At The Lectern by Horvitz & Levy

Summary of April 16, 2014, conference report for civil cases

The following is our summary of the Supreme Court’s actions on petitions for review in civil cases from the Court’s conference on Wednesday, April 16, 2014.  The summary includes those civil cases in which (1) review has been granted, (2) review has been denied but one or more justices has voted for review, or (3) the Court has ordered depublished an opinion of the Court of Appeal.

Review Granted

P. (F.) v. Monier, S216566—Review Granted (issues limited)—April 16, 2014

The court limited the issue on review to be whether a trial court’s error in failing to issue a statement of decision upon a timely request is reversible per se.

After a bench trial regarding allegations that the defendant molested the plaintiff, the trial court found for the plaintiff and ordered the defendant to pay economic and noneconomic damages. Defendant appealed, arguing that the trial court erred by failing to issue a statement of decision, which made it impossible to tell whether the court properly allocated general damages under Proposition 51.  Defendant claimed the error was reversible per se.  In a published opinion, F.P. v. Monier (2014) 222 Cal.App.4th 1087, the Third District held that the erroneous failure to issue a statement of decision was not reversible, because the defendant failed to timely request an allocation of general damages at trial.

Gaines v. Fidelity National Title Insurance Company, S215990—Review Granted [Baxter, J., not voting for review]—April 16, 2014

The case presents the issue whether, instead of dismissing an action for failure to bring it to trial within five years, the trial court should have excluded from the five-year period the time during which the action was stayed for purposes of mediation.  In a published opinion, Gaines vs. Fidelity National Title Insurance Company (2013) 222 Cal.App.4th 25, the Second District, Division Eight, held that the trial court did not err in dismissing the action as to all the defendants named in the original complaint, but did err in dismissing the action as to one later-named defendant.  In rejecting the plaintiff’s argument that additional days should have been excluded from the five-year period, the Court of Appeal found controlling the Supreme Court’s decision in Bruns v. E-Commerce Exchange, Inc. (2011) 51 Cal.4th 717.

Review Denied (with dissenting justices)

Law School Admission Council v. State of California, S216650—Review Denied [Baxter, J., voting for review]—April 16, 2014

The test sponsor of the LSAT challenged the constitutionality of Education Code section 99161.5, which addresses testing accommodations for applicants with disabilities and limits the reporting of those accommodations to law schools.
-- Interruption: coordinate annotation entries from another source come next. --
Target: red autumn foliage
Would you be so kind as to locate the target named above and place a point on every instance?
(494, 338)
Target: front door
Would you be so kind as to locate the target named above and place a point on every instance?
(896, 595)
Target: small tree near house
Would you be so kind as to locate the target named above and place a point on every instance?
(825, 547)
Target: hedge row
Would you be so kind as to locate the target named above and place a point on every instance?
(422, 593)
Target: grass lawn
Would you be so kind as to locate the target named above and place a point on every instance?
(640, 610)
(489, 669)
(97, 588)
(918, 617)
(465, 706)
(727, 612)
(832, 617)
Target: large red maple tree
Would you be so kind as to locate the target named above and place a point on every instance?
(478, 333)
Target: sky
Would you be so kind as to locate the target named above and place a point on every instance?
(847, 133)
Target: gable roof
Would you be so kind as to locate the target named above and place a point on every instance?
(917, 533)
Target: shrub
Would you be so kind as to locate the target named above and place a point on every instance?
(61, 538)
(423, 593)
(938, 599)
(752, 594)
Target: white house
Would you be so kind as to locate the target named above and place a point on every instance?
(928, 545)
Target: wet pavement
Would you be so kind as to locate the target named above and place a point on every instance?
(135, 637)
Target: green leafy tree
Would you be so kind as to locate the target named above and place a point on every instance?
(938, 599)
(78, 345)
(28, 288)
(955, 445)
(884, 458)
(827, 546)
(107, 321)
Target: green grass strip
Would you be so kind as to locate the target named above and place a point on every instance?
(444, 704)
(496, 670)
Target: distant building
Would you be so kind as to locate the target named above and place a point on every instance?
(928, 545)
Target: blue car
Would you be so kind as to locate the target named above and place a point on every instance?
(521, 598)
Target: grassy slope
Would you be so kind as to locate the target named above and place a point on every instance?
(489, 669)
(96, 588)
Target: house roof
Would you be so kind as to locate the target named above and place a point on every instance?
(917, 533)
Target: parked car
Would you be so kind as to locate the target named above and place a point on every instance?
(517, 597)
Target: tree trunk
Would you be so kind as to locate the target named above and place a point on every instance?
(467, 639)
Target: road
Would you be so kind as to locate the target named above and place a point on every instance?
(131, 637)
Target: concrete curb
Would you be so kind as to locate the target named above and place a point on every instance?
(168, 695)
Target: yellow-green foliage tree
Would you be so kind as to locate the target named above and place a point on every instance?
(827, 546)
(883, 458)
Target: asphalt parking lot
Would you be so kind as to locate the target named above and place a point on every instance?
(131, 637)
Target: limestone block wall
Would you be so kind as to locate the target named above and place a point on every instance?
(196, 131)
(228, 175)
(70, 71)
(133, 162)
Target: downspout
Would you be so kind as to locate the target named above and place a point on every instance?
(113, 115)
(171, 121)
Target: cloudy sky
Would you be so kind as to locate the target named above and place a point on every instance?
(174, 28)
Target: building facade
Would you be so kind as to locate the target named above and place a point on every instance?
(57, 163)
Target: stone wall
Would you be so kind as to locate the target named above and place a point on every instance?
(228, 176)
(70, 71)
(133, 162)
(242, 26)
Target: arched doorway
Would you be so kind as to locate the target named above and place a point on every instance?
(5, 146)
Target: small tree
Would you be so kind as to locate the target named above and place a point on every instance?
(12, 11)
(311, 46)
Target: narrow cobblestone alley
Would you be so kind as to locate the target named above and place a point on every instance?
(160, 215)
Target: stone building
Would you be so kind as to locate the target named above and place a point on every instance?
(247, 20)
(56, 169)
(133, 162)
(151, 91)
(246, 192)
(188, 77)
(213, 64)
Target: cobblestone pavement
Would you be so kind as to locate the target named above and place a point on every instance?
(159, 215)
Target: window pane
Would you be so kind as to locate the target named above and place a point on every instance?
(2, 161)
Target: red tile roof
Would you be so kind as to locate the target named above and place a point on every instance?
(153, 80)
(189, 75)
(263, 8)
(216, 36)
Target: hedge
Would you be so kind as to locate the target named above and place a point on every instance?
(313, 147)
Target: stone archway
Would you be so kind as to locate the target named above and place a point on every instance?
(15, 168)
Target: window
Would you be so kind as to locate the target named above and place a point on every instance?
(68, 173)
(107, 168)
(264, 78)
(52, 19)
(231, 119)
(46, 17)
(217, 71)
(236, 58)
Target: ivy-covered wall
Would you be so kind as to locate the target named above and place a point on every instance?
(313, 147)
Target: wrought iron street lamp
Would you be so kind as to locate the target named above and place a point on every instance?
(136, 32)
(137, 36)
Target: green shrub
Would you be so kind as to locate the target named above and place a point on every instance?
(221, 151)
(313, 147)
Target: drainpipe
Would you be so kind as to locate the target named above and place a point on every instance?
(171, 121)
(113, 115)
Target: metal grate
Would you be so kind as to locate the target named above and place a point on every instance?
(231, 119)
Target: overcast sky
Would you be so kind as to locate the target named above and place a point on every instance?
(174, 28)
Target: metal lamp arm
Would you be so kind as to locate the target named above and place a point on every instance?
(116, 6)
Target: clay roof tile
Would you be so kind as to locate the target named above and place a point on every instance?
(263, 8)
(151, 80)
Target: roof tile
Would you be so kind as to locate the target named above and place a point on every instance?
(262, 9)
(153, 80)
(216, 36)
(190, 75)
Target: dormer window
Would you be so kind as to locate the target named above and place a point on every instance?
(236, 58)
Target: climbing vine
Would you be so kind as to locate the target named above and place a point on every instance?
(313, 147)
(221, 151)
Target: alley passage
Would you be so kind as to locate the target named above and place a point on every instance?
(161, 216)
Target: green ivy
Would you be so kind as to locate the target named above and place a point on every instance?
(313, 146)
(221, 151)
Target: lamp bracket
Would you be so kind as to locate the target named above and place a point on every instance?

The trial court issued a preliminary injunction preventing the enforcement of section 99161.5 pending trial. In a published opinion, Law School Admissions Council, Inc. v. State (2014) 222 Cal.App.4th 1265, the Third District Court of Appeal reversed, holding section 99161.5 does not violate equal protection, is subject to intermediate scrutiny for commercial speech, does not constitute an invalid special statute, and does not constitute an invalid bill of attainder. Additionally, the court held that the trial court was required to deny the preliminary injunction because section 99161.5 doesn’t as a matter of law violate the First Amendment and the California Constitution’s liberty of speech provision. The petition for review presented the following issues: (1) Did the court of appeal err in reversing the lower court’s equal-protection based preliminary injunction, where section 99161.5 singles out the LSAT for regulation?  (2) Did the Court of Appeal err in evaluating the liberty of speech claim, by failing to subject section 99161.5 to strict scrutiny, and then failing to properly apply the factors that must be considered when evaluating restrictions on commercial speech?

Depublished

None. At least, no civil cases. But the court did depublish two criminal law opinions this week.

Additional Briefing Requested

Riverside County Sheriff’s Department v. Stiglitz, S206350.

The Supreme Court granted review 15 months ago and limited the issue to whether the hearing officer in an administrative appeal of the dismissal of a correctional officer employed by a county sheriff’s department has the authority to grant a motion under Pitchess v. Superior Court (1974) 11 Cal.3d 531.  On Wednesday, the court ordered supplemental briefing — on a tight schedule, possibly indicating that the court wants to put the case on its late-May or June calendar — (1) Assuming that a motion for discovery of officer personnel records may be filed in an administrative proceeding (Evid. Code, § 1043, subd. (a)), and a hearing officer has authority to determine that the motion states good cause for discovery (Evid. Code, § 1043, subd. (b)(3)), is there any existing statutory mechanism that would allow the matter to be transferred to the superior court for an in camera review of the records by a judicial officer (Evid. Code, § 1045, subd. (b))?  (2) If no existing statutory mechanism applies, do we have the authority to create such a transfer mechanism?